Centri di “dirottamento” fiscale

Particolarmente interessante il capitolo relativo ai Centri di assistenza fiscale. A partire dal 2014 l’Agenzia delle entrate ha intrapreso una verifica nei confronti di alcuni centri di assistenza fiscale (Caf), mirata a controllare le modalità di gestione delle scelte circa la destinazione del 5 e dell’8 per mille.

Per quanto riguarda l’8 per mille sono state esaminate quasi 5mila schede che hanno fatto registrare una percentuale di irregolarità pari al 7% (349 casi): nell’1,67% dei casi le scelte trasmesse dai Caf non erano conformi alla volontà dei contribuenti; nel restante 5,35% dei casi non sono state conservate le schede relative alle scelte, rendendo impossibile il riscontro circa la corretta trasmissione delle scelte espresse.

Dei 349 casi anomali rilevati, l’80% si è concretizzato in un’irregolarità che ha favorito la Chiesa cattolica.

E irregolarità sono emerse anche riguardo alla destinazione del 5 per mille. Nella delibera relativa, resa nota a distanza di pochi giorni (il 5 novembre), la Corte dei Conti fa sapere che su quasi 8mila schede controllate, si è registrata una percentuale di irregolarità pari al 10,6% e che nel 18,7% dei casi tali irregolarità hanno favorito associazioni o onlus collegate al Caf stesso.
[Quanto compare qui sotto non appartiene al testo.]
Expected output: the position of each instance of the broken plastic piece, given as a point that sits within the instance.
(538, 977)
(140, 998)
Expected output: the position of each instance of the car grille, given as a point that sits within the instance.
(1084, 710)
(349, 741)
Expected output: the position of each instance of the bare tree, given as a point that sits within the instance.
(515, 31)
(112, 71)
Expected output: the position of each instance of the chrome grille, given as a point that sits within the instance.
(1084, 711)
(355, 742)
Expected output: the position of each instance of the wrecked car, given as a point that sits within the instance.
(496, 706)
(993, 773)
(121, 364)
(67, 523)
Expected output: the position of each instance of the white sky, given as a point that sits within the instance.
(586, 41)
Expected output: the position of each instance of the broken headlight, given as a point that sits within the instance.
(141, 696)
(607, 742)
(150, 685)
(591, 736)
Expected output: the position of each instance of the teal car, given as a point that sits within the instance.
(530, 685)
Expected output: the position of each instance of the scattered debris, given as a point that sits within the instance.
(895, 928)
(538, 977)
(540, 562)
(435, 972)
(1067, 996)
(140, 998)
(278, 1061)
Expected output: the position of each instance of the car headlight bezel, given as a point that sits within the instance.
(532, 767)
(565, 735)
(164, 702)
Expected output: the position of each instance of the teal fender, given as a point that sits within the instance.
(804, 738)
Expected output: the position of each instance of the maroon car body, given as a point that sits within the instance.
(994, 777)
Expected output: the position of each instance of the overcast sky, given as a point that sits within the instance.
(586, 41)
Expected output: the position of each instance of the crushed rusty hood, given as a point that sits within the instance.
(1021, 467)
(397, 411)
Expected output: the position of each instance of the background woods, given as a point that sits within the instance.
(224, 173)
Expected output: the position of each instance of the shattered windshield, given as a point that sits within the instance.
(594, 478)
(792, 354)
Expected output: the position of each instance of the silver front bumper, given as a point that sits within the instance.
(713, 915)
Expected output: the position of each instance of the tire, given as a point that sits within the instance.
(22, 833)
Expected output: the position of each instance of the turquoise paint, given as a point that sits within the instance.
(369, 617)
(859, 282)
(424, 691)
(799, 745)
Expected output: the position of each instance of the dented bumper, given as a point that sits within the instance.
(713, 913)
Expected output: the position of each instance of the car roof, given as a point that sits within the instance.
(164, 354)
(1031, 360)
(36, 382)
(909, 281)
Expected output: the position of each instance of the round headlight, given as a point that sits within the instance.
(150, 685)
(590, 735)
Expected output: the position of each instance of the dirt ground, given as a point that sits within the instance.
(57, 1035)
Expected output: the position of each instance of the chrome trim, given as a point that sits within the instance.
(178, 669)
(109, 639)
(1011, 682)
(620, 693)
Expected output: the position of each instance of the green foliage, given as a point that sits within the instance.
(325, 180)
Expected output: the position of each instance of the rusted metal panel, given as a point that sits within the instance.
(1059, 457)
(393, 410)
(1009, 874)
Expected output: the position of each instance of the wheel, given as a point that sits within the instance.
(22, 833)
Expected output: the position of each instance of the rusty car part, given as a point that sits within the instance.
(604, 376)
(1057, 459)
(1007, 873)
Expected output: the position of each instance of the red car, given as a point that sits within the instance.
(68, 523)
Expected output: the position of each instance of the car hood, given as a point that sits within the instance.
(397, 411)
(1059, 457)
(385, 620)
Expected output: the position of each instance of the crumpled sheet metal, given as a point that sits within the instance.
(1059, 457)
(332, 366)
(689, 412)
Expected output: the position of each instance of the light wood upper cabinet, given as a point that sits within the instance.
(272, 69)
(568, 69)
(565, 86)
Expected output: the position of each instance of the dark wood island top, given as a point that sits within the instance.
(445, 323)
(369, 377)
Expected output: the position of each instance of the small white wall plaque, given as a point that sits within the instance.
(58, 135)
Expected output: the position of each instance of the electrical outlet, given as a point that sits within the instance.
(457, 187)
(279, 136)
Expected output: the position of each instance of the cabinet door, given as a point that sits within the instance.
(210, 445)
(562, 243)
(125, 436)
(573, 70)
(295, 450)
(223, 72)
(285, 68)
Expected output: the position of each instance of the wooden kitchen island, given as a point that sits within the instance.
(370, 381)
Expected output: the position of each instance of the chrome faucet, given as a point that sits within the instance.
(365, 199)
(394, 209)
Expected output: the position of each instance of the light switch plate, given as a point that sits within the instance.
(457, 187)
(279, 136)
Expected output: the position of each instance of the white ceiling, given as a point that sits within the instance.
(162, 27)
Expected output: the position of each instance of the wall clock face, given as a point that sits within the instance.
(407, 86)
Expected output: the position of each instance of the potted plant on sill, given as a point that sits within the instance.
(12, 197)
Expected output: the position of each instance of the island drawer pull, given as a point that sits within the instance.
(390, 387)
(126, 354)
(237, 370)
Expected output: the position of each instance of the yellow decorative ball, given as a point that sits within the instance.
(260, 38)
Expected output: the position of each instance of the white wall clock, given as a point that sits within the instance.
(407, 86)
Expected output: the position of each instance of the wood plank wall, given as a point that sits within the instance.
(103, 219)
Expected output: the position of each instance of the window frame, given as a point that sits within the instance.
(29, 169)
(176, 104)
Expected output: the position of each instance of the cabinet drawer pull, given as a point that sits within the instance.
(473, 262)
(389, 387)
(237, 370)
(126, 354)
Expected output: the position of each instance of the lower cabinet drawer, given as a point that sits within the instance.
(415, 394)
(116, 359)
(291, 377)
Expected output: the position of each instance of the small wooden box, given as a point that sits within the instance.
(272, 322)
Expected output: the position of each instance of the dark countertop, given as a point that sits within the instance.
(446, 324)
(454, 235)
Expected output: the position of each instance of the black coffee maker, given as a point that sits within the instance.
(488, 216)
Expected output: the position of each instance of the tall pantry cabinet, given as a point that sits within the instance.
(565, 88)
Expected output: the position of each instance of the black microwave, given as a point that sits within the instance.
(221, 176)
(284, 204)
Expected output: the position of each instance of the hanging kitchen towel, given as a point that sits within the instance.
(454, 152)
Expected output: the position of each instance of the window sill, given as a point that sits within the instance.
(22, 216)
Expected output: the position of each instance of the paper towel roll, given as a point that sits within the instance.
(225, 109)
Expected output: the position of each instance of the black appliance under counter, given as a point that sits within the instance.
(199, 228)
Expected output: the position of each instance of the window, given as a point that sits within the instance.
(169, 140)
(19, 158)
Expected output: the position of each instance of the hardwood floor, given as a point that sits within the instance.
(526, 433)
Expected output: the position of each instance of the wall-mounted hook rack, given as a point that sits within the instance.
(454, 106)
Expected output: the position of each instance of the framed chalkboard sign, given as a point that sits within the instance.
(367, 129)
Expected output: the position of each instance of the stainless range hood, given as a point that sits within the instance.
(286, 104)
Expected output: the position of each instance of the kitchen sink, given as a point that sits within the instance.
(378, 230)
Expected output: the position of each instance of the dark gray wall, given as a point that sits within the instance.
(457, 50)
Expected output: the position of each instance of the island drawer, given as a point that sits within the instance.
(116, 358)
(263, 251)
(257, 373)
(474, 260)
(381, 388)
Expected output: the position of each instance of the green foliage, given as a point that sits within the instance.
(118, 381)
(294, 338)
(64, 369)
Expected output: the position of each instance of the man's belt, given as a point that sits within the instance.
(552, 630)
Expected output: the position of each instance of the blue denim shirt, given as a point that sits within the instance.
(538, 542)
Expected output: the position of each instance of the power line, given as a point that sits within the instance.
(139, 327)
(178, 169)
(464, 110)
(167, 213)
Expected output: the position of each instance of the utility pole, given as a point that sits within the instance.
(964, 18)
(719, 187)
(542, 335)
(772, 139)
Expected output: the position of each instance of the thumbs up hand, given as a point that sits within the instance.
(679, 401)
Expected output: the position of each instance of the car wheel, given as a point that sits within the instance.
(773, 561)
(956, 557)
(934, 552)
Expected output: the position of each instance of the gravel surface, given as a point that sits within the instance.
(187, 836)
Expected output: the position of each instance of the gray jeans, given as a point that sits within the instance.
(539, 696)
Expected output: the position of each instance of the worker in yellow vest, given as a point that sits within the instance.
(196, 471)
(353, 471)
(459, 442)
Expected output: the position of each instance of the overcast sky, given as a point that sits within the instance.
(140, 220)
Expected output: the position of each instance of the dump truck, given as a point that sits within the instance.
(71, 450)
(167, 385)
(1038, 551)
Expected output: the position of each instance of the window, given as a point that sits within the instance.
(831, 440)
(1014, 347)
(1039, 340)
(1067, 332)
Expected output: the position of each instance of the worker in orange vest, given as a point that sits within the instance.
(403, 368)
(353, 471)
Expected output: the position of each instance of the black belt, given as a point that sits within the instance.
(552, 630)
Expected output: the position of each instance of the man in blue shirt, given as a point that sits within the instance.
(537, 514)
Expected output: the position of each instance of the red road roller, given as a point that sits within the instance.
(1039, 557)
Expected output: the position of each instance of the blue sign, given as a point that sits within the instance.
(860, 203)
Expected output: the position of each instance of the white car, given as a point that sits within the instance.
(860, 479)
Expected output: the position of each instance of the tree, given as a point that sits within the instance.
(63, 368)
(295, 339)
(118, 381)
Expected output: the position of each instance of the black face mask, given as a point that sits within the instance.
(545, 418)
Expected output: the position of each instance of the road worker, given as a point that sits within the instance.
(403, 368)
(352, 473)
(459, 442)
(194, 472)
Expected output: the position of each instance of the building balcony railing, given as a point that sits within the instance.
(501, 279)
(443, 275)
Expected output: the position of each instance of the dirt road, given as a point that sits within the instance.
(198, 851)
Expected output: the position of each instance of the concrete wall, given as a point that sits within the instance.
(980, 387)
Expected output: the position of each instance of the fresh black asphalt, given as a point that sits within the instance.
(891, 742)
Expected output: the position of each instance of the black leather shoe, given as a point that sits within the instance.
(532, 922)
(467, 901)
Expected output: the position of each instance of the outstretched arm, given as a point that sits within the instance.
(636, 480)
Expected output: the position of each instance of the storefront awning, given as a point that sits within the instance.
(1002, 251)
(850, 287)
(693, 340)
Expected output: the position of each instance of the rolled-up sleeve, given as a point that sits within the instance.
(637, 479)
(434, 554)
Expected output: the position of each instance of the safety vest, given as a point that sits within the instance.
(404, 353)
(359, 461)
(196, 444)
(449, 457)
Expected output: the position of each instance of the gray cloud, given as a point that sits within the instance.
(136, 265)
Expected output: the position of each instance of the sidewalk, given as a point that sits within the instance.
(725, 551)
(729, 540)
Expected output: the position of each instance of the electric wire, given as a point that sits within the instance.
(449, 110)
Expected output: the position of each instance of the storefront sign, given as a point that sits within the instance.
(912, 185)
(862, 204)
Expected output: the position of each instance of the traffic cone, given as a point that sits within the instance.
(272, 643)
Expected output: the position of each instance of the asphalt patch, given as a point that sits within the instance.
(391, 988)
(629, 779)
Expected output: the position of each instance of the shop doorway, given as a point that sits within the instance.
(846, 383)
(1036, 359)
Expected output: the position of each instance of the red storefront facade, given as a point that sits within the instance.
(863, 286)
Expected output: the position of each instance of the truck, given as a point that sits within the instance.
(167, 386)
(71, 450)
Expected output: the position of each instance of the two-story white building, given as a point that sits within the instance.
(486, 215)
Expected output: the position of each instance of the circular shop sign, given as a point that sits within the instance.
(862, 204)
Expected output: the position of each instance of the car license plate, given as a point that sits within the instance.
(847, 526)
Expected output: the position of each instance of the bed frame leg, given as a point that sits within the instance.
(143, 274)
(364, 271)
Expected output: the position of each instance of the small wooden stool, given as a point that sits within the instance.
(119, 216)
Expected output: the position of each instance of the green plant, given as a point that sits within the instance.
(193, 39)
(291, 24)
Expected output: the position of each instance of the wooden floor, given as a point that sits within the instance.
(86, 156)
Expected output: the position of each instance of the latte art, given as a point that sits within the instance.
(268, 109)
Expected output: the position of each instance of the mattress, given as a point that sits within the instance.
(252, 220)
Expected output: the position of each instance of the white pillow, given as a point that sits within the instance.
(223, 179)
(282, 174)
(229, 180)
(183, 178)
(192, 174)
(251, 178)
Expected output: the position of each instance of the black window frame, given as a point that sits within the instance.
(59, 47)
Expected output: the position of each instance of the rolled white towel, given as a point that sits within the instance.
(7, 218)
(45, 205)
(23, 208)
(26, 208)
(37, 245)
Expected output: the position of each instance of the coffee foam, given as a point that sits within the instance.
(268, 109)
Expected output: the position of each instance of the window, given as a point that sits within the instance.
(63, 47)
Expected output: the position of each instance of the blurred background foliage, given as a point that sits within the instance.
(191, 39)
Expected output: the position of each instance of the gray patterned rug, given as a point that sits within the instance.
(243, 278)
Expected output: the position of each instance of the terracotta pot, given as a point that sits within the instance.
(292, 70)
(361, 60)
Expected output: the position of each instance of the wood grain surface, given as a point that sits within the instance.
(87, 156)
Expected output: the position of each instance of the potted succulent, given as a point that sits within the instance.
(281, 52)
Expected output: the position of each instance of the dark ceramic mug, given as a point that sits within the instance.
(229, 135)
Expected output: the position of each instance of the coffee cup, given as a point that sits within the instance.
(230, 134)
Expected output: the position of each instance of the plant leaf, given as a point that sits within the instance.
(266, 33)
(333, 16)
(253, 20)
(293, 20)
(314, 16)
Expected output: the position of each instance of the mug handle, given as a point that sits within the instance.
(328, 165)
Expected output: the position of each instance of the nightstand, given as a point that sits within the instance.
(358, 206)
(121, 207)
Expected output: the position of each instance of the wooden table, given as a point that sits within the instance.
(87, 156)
Sarà un caso che molti Caf sono gestiti da due importanti associazioni cristiane – le Associazioni cristiane dei lavoratori italiani (Acli) e il Movimento cristiano dei lavoratori (Mcl) – le quali, secondo gli ultimi dati disponibili (relativi al 2013), nella distribuzione dei fondi 5 per mille si attestano rispettivamente al 12° posto (con 200mila firme a loro favore, che si traducono in quasi 3 milioni e 500mila euro) e al 22° posto (con poco più di 100mila firme, pari a 1 milione e 800mila euro)?